I have a Beam job running on Google Cloud DataFlow that reads data from BigQuery. When I run the job it takes minutes for the job to start reading data from the (tiny) table. It turns out the dataflow job sends of a BigQuery job which runs in BATCH mode and not in INTERACTIVE mode. How can I switch this to run immediately in Apache Beam? I couldn't find a method in the API to change the priority.

2

2 Answers

1
votes

Maybe a Googler will correct me, but no, you cannot change this from BATCH to INTERACTIVE because it's not exposed by Beam's API.

From org.apache.beam.sdk.io.gcp.bigquery.BigQueryIO.java (here):

private void executeQuery(
    String executingProject,
    String jobId,
    TableReference destinationTable,
    JobService jobService) throws IOException, InterruptedException {
  JobReference jobRef = new JobReference()
      .setProjectId(executingProject)
      .setJobId(jobId);

  JobConfigurationQuery queryConfig = createBasicQueryConfig()
      .setAllowLargeResults(true)
      .setCreateDisposition("CREATE_IF_NEEDED")
      .setDestinationTable(destinationTable)
      .setPriority("BATCH") <-- NOT EXPOSED
      .setWriteDisposition("WRITE_EMPTY");

  jobService.startQueryJob(jobRef, queryConfig);
  Job job = jobService.pollJob(jobRef, JOB_POLL_MAX_RETRIES);
  if (parseStatus(job) != Status.SUCCEEDED) {
    throw new IOException(String.format(
        "Query job %s failed, status: %s.", jobId, statusToPrettyString(job.getStatus())));
  }
}

If it's really a problem for you that the query is running in BATCH mode, then one workaround could be:

  1. Using the BigQuery API directly, roll your own initial request, and set the priority to INTERACTIVE.
  2. Write the results of step 1 to a temp table
  3. In your Beam pipeline, read the temp table using BigQueryIO.Read.from()
0
votes

You can configure to run the queries with "Interactive" priority by passing a priority parameter.
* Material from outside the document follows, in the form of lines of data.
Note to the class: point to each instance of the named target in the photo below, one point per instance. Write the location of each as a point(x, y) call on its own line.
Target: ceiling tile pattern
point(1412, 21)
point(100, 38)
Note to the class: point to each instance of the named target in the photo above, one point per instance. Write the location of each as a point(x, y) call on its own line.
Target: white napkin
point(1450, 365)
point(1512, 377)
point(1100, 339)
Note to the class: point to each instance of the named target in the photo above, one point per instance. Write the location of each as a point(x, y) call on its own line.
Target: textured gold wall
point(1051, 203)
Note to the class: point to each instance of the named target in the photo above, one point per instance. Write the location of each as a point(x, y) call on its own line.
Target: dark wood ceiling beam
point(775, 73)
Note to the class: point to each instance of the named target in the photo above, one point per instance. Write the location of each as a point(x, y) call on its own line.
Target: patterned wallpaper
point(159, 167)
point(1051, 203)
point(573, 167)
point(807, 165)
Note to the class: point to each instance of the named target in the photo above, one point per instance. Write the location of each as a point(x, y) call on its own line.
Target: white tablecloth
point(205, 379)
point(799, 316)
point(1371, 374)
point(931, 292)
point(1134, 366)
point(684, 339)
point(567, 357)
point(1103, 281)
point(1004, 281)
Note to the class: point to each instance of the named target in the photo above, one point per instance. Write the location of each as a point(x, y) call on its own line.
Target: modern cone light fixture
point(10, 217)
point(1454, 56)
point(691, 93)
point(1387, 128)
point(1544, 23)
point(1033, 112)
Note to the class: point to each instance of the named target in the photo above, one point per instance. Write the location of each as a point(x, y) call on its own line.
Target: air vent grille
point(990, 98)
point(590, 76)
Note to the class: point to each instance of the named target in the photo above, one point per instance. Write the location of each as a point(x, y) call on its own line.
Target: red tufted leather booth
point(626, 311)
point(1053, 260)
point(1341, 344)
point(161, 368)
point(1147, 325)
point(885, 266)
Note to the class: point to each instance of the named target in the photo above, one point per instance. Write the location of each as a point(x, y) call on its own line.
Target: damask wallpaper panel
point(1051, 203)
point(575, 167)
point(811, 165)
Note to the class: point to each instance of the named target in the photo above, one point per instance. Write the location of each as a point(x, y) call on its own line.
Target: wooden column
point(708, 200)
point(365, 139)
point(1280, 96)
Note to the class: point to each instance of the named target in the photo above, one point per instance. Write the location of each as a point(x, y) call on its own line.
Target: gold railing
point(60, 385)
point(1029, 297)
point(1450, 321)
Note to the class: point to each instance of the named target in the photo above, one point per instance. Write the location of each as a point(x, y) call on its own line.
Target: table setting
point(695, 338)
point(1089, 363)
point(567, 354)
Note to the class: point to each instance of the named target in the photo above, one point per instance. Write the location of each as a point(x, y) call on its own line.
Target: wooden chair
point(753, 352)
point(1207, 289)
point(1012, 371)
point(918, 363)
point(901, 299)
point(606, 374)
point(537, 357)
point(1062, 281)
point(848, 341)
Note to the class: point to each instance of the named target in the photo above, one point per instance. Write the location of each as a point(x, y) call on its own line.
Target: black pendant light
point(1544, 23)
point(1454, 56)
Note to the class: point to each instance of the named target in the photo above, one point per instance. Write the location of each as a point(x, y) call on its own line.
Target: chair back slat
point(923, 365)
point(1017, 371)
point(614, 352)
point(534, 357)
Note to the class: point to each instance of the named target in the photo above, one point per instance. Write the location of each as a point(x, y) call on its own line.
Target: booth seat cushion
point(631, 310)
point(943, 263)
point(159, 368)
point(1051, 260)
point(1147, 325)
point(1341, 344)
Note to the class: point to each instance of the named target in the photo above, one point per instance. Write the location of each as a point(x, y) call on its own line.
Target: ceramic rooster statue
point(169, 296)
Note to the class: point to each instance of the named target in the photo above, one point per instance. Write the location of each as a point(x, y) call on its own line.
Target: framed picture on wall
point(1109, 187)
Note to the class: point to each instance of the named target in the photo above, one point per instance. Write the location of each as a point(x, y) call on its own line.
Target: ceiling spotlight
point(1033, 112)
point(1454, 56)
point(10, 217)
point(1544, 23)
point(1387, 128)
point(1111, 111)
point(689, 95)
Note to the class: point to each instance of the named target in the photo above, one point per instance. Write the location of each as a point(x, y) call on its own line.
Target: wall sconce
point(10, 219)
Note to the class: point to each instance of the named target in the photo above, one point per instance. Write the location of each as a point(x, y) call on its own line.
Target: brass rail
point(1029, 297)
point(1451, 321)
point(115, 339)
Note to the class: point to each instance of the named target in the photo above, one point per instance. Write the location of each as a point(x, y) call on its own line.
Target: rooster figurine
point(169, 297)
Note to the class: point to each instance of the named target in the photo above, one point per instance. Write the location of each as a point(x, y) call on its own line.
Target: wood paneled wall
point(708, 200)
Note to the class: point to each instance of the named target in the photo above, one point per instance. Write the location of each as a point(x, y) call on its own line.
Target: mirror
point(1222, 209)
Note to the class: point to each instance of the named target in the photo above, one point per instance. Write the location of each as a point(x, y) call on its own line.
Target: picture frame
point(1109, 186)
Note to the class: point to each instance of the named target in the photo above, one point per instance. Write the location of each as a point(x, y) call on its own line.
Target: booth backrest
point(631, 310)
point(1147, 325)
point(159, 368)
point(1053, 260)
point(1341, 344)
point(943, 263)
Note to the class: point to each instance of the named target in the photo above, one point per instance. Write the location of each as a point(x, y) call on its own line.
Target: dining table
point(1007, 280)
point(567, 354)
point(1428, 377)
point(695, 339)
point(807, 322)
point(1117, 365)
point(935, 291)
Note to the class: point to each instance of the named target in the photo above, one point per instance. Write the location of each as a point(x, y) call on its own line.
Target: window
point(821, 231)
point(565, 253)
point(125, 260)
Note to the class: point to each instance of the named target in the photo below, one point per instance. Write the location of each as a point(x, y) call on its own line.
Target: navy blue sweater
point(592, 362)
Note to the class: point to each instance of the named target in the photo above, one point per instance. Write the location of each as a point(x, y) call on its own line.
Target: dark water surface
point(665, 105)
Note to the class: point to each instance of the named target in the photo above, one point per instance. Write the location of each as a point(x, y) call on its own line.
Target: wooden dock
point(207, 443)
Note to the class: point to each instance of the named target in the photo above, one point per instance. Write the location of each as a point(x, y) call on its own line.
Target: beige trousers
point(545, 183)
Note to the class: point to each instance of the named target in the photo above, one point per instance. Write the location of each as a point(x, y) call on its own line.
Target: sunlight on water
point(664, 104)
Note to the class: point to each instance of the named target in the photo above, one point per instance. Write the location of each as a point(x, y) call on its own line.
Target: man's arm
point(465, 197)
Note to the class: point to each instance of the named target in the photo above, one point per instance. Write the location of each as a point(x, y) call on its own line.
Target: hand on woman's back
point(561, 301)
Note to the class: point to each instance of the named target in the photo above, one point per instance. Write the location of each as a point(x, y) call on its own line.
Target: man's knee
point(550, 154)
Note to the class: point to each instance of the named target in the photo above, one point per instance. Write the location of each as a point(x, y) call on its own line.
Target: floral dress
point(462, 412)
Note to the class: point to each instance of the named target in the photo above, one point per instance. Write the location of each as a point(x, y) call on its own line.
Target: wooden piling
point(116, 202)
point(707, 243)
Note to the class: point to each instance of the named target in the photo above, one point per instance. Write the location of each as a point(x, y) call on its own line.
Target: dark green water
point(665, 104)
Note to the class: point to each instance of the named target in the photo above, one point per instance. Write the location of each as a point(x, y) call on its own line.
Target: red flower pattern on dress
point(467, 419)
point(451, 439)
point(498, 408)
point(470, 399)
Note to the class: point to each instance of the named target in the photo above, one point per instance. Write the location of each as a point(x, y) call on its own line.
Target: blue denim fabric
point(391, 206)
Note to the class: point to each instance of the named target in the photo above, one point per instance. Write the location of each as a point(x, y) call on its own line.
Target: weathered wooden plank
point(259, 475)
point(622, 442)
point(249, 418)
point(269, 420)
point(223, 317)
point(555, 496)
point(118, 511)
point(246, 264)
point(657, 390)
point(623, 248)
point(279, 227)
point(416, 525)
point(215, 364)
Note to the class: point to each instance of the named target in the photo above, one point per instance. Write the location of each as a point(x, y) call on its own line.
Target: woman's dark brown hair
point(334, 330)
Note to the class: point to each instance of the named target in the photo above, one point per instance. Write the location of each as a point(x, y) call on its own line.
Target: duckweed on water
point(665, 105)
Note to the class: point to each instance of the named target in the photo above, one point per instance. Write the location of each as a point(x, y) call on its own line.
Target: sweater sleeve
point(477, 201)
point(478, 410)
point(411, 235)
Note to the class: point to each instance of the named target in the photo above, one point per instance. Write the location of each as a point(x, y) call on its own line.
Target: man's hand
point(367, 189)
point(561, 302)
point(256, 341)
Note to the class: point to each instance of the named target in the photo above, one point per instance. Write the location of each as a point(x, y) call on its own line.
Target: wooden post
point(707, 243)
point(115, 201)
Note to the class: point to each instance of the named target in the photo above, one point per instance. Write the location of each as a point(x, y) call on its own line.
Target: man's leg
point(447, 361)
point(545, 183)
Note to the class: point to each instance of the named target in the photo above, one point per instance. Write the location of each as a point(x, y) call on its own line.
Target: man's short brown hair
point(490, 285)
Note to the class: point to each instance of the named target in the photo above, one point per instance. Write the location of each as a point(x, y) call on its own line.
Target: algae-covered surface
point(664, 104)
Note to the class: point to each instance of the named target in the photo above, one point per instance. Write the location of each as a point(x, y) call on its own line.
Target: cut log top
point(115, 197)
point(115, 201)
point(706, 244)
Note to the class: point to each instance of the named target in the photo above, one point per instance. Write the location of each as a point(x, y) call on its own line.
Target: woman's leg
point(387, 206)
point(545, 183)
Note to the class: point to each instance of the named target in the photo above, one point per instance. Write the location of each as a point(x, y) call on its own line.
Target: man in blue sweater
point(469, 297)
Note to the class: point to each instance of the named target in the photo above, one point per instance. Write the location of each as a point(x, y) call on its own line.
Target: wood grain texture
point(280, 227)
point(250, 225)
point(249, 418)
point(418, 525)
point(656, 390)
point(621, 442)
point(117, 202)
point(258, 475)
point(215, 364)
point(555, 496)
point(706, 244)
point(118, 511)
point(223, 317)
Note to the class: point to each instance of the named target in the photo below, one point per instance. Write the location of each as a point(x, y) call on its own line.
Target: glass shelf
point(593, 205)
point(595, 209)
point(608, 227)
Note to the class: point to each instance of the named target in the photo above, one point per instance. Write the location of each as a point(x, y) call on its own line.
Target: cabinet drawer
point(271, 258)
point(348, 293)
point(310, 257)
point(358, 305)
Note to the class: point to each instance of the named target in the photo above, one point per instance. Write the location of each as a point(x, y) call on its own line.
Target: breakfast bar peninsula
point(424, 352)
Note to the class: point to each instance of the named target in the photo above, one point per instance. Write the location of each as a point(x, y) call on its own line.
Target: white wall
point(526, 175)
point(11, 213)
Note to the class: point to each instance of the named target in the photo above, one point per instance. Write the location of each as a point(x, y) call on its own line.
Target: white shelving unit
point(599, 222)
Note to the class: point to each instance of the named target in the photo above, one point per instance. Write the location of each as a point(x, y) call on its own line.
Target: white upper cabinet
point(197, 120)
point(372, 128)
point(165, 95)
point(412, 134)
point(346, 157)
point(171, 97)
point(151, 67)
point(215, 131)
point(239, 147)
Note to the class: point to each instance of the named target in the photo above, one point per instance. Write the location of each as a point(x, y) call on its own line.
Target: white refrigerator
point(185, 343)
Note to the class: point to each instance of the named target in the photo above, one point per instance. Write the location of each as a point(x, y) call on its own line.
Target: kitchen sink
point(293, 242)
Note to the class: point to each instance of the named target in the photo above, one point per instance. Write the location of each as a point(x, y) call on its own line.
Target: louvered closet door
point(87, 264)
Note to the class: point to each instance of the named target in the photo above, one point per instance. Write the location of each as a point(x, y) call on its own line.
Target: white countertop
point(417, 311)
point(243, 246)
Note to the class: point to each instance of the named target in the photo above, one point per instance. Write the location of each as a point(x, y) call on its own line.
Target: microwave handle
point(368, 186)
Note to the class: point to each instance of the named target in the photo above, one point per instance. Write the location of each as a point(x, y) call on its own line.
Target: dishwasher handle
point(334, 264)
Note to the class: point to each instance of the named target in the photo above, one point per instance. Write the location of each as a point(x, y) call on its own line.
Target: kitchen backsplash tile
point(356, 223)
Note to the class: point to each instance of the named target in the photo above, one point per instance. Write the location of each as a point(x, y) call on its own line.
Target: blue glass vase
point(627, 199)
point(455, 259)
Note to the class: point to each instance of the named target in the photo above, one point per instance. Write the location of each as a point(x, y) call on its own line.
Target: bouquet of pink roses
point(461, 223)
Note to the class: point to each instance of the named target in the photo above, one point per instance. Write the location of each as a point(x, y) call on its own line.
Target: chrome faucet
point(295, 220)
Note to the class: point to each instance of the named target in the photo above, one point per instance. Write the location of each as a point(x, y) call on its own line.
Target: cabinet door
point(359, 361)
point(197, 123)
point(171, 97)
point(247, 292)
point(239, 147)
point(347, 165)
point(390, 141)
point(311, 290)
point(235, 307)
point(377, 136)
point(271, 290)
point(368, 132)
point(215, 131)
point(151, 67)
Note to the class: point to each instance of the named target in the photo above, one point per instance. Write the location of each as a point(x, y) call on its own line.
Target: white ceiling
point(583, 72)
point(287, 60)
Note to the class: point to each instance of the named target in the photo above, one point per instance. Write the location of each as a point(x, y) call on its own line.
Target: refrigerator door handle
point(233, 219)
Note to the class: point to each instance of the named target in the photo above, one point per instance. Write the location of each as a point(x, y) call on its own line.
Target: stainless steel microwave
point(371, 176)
Check this Github example for details.

Please note that you might be reaching one of the BigQuery limits and quotas as when you use batch, if you ever hit a rate limit, the query will be queued and retried later. As opposed to the interactive ones, when if these limits are hit, the query will fail immediately. This is because BigQuery assumes that an interactive query is something you need run immediately.